Chinese e-commerce group Alibaba has announced plans to move into the mobile gaming market as part of a new strategy.
According to the Thenextweb.com website, Alibaba is to set up its own mobile gaming platform in order to challenge Chinese internet firm Tencent.
Tencent has recently been stepping up the integration of its games into messaging service WeChat, which brought 570 million downloads in the first three months.
To compete with this, Alibaba is providing its mobile gaming platform service free-of-charge for the first year to game developers that work on single-player standalone games.
Any revenue that a game makes will be split into 70% takings for the developer, a 20% cut for Alibaba and a 10% donation to rural education.
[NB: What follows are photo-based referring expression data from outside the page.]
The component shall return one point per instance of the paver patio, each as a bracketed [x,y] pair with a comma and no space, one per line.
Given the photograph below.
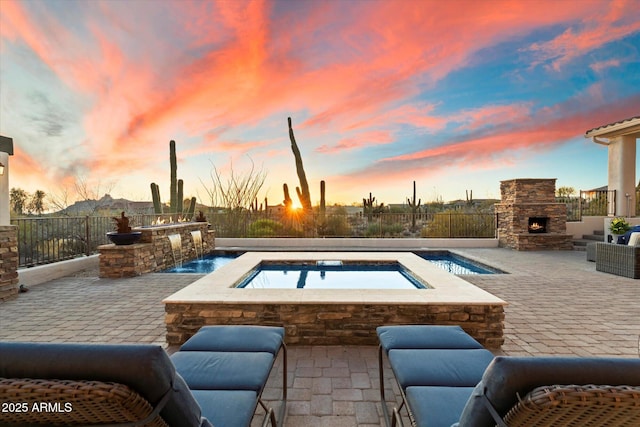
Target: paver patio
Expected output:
[558,305]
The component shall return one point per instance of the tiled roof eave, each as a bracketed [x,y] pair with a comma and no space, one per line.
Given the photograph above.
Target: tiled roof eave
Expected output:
[621,127]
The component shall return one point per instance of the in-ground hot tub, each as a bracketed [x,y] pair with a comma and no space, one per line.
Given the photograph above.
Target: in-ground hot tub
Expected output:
[334,316]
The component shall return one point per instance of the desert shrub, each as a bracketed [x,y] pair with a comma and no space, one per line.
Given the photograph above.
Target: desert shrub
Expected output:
[264,228]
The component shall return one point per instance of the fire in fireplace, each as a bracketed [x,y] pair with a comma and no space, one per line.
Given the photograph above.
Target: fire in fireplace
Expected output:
[538,224]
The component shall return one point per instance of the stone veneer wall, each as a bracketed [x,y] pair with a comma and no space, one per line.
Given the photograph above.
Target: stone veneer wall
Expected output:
[153,252]
[526,198]
[8,262]
[335,324]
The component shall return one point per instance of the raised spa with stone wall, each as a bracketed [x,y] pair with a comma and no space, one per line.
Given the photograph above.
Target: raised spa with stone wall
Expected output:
[330,316]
In addition, developers and players will also be able to utilise Alibaba’s unified account where they can manage payments, virtual currency and statistics, as well as access the firm’s Aliyun operating system.
Alibaba said it would “fully support” mobile games created on the platform by marketing and distributing games to its 700 million users on the shopping website Taobao.
The plans come after Alibaba’s chief executive officer Jonathan Lu announced last year that the firm would continue its series of big investments to maintain its focus on boosting its services for mobile.
The company has already upped its efforts to promote its chat app, connect with mobile shoppers by offering free data and by giving free smartphones to retailers in China.